Difficult as it was for Ciaran to recover physically, his ‘mental’ rehabilitation was proving even more difficult. It was my mistake that I spent too much time with him, and although I was conscious of not ‘taming’ him so that in time he could ultimately return to the wild, his need was so intense in the early days that by the time he recovered to any extent he was so comfortable with me that it became difficult to withdraw myself as much as I should have. At around the time that he progressed from eating mince ball to scrag-ends of meat, whenever I would go over to feed him late at night, Ciaran would start to sing as soon as I appeared. It’s a song I had never heard before and have never heard since he left, but it was a surprisingly melodic call, definitely similar in certain tones to cries that you will hear when kites fly overheard in the wild,
but at the same time very unique and different. I was thrilled the first time he did it and when he didn’t do it the next few nights, I thought I had imagined it,. But within a few weeks he would sing every night, initially only when I was on my own, but in time Donal and the kids got to hear it too; I had dragged them over to witness it as I think they thought I was losing it!
I seemed that Ciaran had decided I was his mother, or perhaps his mate – I’m not entirely sure which! While this was terribly flattering to me, at the same time it was not very conducive to getting him back to the wild.

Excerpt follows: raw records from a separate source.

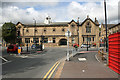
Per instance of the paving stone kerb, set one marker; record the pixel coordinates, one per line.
(90, 68)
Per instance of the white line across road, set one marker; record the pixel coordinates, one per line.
(97, 58)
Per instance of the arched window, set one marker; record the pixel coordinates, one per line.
(88, 27)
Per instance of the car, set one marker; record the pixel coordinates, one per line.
(12, 48)
(85, 45)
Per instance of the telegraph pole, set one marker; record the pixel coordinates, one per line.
(106, 26)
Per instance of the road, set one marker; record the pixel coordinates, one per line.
(89, 68)
(33, 66)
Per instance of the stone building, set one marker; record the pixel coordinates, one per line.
(54, 32)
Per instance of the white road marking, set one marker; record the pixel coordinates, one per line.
(3, 58)
(97, 58)
(5, 62)
(82, 59)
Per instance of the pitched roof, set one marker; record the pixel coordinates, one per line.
(109, 25)
(114, 25)
(43, 24)
(90, 20)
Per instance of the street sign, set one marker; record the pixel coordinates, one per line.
(67, 33)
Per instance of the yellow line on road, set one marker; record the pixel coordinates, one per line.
(53, 71)
(49, 70)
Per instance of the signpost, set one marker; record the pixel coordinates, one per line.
(68, 34)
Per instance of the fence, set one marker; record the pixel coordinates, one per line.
(114, 52)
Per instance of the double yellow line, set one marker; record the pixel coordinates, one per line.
(50, 72)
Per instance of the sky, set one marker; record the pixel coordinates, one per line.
(59, 10)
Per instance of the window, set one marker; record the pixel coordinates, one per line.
(45, 40)
(88, 28)
(93, 38)
(27, 30)
(63, 30)
(53, 29)
(44, 30)
(27, 40)
(35, 30)
(36, 40)
(54, 40)
(83, 39)
(72, 25)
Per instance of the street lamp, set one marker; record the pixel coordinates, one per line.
(42, 38)
(106, 25)
(34, 31)
(78, 30)
(27, 45)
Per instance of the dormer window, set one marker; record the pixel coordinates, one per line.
(45, 30)
(27, 30)
(35, 30)
(53, 29)
(88, 27)
(63, 30)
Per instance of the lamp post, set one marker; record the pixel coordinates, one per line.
(87, 42)
(42, 38)
(27, 45)
(78, 30)
(106, 26)
(34, 31)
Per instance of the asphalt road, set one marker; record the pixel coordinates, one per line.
(89, 68)
(33, 66)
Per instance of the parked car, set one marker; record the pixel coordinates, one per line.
(35, 46)
(12, 48)
(84, 46)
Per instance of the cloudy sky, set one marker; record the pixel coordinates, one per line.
(60, 10)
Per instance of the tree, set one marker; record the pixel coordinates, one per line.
(9, 32)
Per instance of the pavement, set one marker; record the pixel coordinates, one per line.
(84, 66)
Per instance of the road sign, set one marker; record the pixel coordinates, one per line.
(67, 33)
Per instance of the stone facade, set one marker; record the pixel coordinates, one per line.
(54, 32)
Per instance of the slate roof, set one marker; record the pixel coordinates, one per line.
(43, 24)
(114, 25)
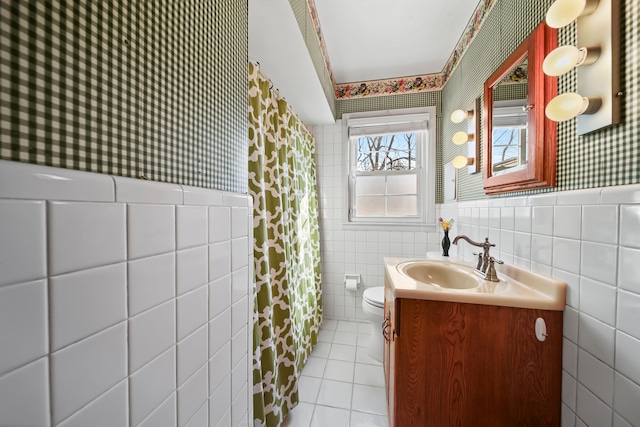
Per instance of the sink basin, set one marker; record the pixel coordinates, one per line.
(457, 281)
(435, 273)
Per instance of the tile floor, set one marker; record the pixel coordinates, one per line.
(341, 385)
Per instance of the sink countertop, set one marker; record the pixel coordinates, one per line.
(517, 287)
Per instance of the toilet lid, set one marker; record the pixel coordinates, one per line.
(374, 296)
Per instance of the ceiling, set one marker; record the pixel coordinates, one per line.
(365, 40)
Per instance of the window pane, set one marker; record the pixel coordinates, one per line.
(370, 206)
(386, 152)
(402, 184)
(366, 185)
(402, 206)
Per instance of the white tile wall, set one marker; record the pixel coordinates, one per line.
(590, 240)
(114, 294)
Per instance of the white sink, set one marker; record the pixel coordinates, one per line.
(445, 280)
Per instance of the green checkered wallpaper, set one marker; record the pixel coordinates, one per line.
(610, 156)
(308, 31)
(154, 89)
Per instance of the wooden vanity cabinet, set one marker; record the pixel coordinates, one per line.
(458, 364)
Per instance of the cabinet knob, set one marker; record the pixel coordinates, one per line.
(385, 328)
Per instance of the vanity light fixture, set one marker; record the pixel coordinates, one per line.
(597, 101)
(460, 138)
(462, 161)
(469, 138)
(563, 12)
(459, 115)
(569, 105)
(563, 59)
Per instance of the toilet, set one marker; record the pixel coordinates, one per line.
(373, 307)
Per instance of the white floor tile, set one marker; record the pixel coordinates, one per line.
(314, 367)
(300, 416)
(362, 356)
(336, 394)
(346, 326)
(363, 339)
(361, 419)
(325, 335)
(348, 338)
(324, 416)
(369, 399)
(364, 328)
(343, 352)
(321, 349)
(329, 324)
(339, 370)
(308, 388)
(369, 375)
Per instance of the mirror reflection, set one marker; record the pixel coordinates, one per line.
(509, 119)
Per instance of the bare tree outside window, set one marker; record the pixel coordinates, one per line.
(386, 152)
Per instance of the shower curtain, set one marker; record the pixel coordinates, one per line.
(288, 305)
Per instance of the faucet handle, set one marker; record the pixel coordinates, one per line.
(479, 255)
(491, 272)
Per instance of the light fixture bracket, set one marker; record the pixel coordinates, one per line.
(473, 146)
(601, 79)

When he first moved from the hospital to the stable I would put him out during the day and take him back in at night for a few weeks to acclimatise him to the change. One evening as I carried him back inside, the surgery phone rang and I reached out with my free hand to answer it. I dealt with the call quickly and reached over to place the phone back on the receiver. Ciaran was perched under my arm as usual and whether I frightened him by the unusual movement or he felt insecure, I don’t know, but for whatever reason he struggled and in an instant, gripped my hand and wrist with the talons of his left leg.